Beijing International Ice Hockey League
- Sport: Ice hockey
- Founded: 1995
- CEO: Gervais Lavoie Ray Plummer
- No. of teams: 6
- Country: China
- Most recent champion(s): Emperors
- Official website: beijinghockey.com

= Beijing International Ice Hockey League =

Ice hockey league based in Beijing

The Beijing International Ice Hockey League (BIIHL) is a non-professional ice hockey league based in Beijing. Most of the players are expatriates and come from all around the world. Since the beginning of the 2008-09 season, the league plays all games at the Beijing Hosa rink (Chaoyang District, Beijing).

The Beijing International Ice Hockey League is managed by the Beijing International Ice Hockey Group which also proposes some youth hockey, and other events related to ice hockey in Asia. It is a private league and has official relationship with the Chinese Ice Hockey Association.

==Teams==
The Beijing International Ice Hockey League has 6 teams. In order to face the International Ice Hockey boom in Beijing, the Warriors were created in the beginning of the 2009-10 season.
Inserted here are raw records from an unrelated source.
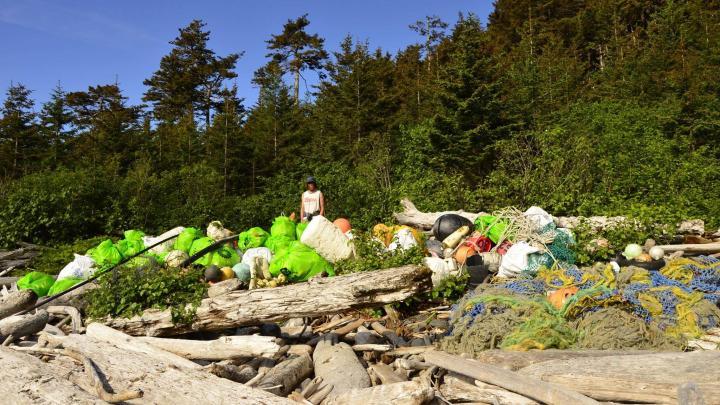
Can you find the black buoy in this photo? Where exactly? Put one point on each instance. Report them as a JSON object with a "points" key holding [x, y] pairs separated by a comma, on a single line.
{"points": [[449, 223], [212, 274]]}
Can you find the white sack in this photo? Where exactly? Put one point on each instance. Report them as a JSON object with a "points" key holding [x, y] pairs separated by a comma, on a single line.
{"points": [[327, 240], [80, 267], [516, 259]]}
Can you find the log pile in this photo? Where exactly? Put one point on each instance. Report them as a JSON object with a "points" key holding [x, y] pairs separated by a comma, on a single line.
{"points": [[312, 343]]}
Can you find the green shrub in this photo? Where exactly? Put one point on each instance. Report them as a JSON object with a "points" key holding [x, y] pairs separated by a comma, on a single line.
{"points": [[128, 291]]}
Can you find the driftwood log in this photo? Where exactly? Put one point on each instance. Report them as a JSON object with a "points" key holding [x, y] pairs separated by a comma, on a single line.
{"points": [[18, 258], [456, 389], [530, 387], [155, 373], [407, 393], [514, 361], [411, 216], [16, 302], [283, 378], [318, 297], [226, 347], [638, 378], [28, 380], [19, 326], [338, 366]]}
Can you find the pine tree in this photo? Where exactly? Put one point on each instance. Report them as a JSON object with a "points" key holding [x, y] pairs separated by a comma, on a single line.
{"points": [[18, 131], [55, 125], [190, 78], [106, 126], [295, 51]]}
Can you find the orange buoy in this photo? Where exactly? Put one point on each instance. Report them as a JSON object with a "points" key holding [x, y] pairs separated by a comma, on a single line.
{"points": [[463, 252], [343, 224]]}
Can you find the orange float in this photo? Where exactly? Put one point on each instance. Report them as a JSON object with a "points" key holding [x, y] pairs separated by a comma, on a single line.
{"points": [[463, 252], [343, 224]]}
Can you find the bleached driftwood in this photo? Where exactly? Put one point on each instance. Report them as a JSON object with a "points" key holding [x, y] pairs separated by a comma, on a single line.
{"points": [[28, 380], [72, 312], [338, 366], [318, 297], [284, 377], [455, 389], [156, 374], [411, 216], [385, 374], [226, 347], [122, 341], [514, 361], [527, 386], [18, 326], [406, 393], [16, 302], [639, 378]]}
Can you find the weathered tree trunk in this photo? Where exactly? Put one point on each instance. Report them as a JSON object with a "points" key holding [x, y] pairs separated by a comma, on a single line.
{"points": [[406, 393], [16, 302], [455, 389], [530, 387], [28, 380], [424, 220], [23, 325], [284, 377], [638, 378], [18, 258], [226, 347], [339, 366], [315, 298], [516, 360], [131, 365]]}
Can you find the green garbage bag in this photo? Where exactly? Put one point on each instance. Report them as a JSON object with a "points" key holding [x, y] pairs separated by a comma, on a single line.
{"points": [[186, 238], [300, 228], [106, 254], [62, 285], [299, 262], [489, 226], [283, 226], [142, 262], [39, 282], [225, 257], [275, 243], [132, 244], [252, 238], [200, 244]]}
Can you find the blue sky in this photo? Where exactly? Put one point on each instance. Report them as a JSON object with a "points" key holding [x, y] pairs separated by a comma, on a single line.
{"points": [[81, 43]]}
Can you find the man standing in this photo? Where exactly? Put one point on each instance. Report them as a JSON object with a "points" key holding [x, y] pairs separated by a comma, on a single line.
{"points": [[312, 201]]}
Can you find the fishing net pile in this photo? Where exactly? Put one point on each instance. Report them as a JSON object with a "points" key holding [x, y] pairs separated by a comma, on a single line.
{"points": [[562, 306]]}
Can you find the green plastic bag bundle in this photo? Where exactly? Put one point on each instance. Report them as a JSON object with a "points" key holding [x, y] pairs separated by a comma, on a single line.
{"points": [[142, 262], [489, 226], [252, 238], [132, 244], [186, 238], [105, 254], [276, 243], [300, 228], [39, 282], [283, 226], [62, 285], [299, 263], [200, 244], [225, 257]]}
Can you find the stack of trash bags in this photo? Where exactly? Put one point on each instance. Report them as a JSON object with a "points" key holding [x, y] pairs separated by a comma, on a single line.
{"points": [[601, 307], [295, 251]]}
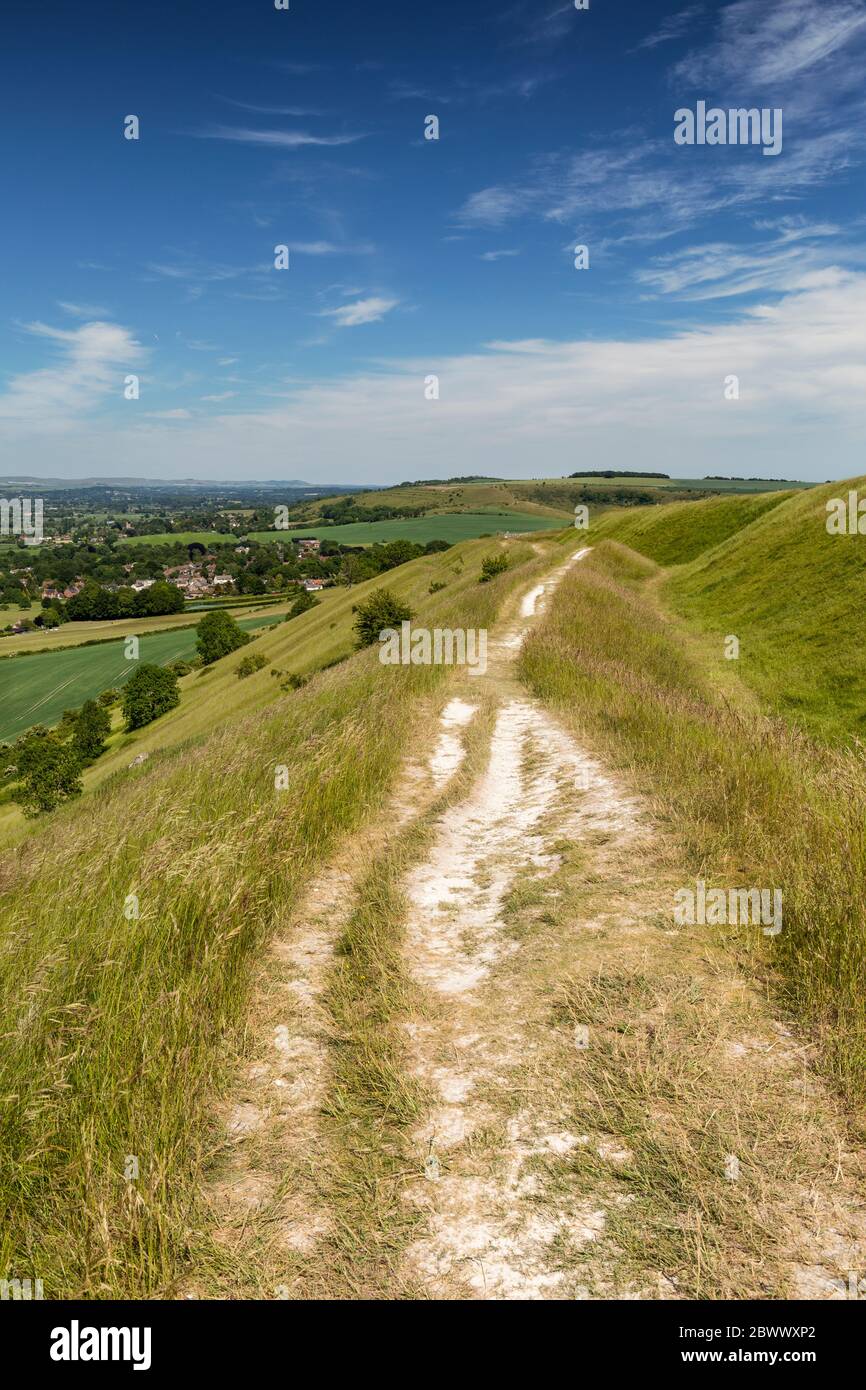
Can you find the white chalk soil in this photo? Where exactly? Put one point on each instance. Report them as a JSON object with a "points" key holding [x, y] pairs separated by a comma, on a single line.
{"points": [[615, 1111]]}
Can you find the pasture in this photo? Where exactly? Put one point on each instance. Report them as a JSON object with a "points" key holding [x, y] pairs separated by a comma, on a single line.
{"points": [[35, 690], [451, 526]]}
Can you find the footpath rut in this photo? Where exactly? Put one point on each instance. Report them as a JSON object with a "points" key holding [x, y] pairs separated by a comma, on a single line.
{"points": [[613, 1109]]}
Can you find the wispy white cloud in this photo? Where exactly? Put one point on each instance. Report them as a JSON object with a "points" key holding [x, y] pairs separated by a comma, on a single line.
{"points": [[672, 27], [362, 312], [720, 270], [275, 139], [274, 110], [89, 367], [763, 42], [516, 407]]}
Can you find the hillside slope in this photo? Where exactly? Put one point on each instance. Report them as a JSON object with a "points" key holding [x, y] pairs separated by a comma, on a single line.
{"points": [[681, 531], [306, 644], [129, 925], [793, 595]]}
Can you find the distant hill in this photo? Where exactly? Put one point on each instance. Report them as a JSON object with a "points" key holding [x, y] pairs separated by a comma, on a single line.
{"points": [[794, 597], [21, 480]]}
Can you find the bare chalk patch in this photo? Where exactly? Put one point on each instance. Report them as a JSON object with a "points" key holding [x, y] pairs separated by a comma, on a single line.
{"points": [[449, 751]]}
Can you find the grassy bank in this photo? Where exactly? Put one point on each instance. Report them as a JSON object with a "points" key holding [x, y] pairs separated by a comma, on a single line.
{"points": [[754, 802], [118, 1029]]}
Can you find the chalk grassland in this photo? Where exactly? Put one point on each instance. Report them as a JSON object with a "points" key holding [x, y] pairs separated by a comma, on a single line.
{"points": [[766, 571], [451, 526], [794, 595], [207, 538], [752, 801], [542, 496], [300, 647], [118, 1033], [681, 531], [75, 634], [35, 690]]}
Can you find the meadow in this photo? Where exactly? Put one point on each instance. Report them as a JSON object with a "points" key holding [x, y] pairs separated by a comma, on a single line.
{"points": [[766, 571], [751, 799], [35, 690], [121, 1034], [207, 538], [449, 526]]}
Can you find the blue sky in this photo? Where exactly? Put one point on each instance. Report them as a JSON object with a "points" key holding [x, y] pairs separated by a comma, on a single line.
{"points": [[412, 257]]}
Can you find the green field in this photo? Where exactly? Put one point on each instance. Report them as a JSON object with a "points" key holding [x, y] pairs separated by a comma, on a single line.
{"points": [[182, 538], [699, 484], [35, 690], [452, 526]]}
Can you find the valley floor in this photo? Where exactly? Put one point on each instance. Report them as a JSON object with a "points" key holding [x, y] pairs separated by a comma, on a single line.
{"points": [[484, 1062]]}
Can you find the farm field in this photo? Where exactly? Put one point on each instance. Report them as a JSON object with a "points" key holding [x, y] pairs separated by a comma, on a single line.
{"points": [[182, 538], [35, 690], [451, 526], [75, 634]]}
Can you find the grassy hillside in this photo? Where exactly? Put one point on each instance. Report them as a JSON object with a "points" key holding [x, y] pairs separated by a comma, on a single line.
{"points": [[681, 531], [128, 931], [754, 802], [35, 690], [306, 644], [445, 498], [793, 595], [451, 526], [107, 630]]}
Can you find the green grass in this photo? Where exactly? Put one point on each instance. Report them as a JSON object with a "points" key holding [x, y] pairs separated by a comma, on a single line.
{"points": [[118, 1033], [182, 538], [35, 690], [741, 485], [794, 598], [681, 531], [451, 526], [752, 801]]}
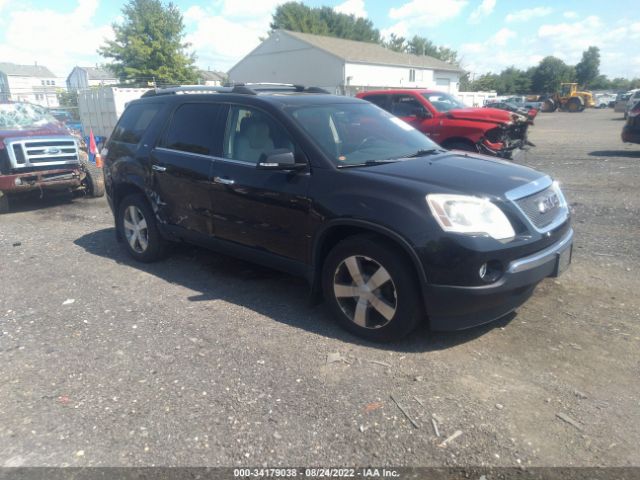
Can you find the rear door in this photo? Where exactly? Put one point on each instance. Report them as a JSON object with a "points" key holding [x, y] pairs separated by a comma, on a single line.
{"points": [[262, 209], [182, 162]]}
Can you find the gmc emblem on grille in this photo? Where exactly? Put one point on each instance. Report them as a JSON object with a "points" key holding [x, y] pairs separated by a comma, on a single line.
{"points": [[548, 203]]}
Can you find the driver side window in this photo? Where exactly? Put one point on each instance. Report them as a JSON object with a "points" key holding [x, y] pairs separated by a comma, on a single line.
{"points": [[251, 135]]}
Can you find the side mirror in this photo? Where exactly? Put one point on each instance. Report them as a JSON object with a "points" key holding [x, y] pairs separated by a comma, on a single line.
{"points": [[279, 159]]}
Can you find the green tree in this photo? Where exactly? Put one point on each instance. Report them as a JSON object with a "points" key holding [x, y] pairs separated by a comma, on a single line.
{"points": [[550, 73], [588, 69], [418, 45], [149, 45], [396, 43], [68, 99], [513, 81], [297, 17]]}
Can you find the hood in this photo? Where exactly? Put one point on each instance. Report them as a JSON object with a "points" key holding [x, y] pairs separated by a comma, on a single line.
{"points": [[493, 115], [40, 131], [463, 173]]}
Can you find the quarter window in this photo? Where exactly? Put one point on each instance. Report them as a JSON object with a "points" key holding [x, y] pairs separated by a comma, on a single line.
{"points": [[193, 128], [251, 135]]}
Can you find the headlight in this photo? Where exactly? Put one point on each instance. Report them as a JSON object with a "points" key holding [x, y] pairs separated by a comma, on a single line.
{"points": [[466, 214]]}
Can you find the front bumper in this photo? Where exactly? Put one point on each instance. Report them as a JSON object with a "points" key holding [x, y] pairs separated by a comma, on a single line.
{"points": [[43, 179], [456, 307]]}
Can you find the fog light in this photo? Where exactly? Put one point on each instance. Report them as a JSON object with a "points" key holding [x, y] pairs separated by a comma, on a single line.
{"points": [[490, 272]]}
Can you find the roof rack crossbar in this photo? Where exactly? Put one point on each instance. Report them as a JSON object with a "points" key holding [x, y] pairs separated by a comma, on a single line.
{"points": [[240, 88], [186, 89]]}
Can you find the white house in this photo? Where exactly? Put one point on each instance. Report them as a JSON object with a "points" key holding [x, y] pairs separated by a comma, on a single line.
{"points": [[82, 78], [341, 66], [29, 83]]}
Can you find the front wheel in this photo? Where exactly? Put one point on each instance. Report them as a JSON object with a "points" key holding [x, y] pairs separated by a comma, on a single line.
{"points": [[371, 288], [137, 224]]}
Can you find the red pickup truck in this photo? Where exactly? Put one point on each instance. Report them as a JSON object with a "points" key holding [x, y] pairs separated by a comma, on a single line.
{"points": [[453, 125], [38, 153]]}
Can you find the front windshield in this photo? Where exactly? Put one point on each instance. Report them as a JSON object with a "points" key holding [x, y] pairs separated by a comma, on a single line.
{"points": [[443, 102], [356, 133], [19, 116]]}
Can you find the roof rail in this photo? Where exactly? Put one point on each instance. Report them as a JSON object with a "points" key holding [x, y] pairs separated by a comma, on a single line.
{"points": [[186, 89], [255, 88], [241, 88]]}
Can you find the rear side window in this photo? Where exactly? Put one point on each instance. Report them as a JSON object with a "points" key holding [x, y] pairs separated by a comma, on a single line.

| Team | Arena | Joined BIIHL |
|---|---|---|
| Bull Dogs | Hokay rink, Chaoyang District, Beijing | ? |
| Dragons | Hoka rink, Chaoyang District, Beijing | ? |
| Emperors | Hokay rink, Chaoyang District, Beijing | 2007 |
| Hot wings | Hokay rink, Chaoyang District, Beijing | ? |
| Icehogs | Hokay rink, Chaoyang District, Beijing | ? |
| Warriors | Hokay rink, Chaoyang District, Beijing | 2009 |
| Revs | Hokay rink, Chaoyang District, Beijing | ? |
| Bears | Hokay rink, Chaoyang District, Beijing | 2014 |

==Other events==

===In Beijing===
The Beijing Expat Cup have been first time organized in 2007. Dalian team won the first edition. Several international teams from all China and Mongolia gathered for the opened 2008 edition which have been won by the Icehogs.

While the Beijing International Ice Hockey League is composed with a significant number of players from Asian origins, only a few players really holds the Chinese nationality. However, in an effort to see more competitive ice hockey games in Beijing, executive George Smith organized series against some local Chinese players during Spring 2009. The international team was composed with some invited players from the Beijing International Ice Hockey League, and the Chinese team was composed with ex-national Chinese team players living in Beijing and ex-pro players from both defunct Hosa and Nordic Vikings. The international team won the 2009 series.

===Outside of Beijing===
Many tours have been organized all around Asia in Dubai, Hong Kong, Bangkok, etc. In autumn of 2008, the Beijing International Ice Hockey Group travelled to North Korea to play against local teams.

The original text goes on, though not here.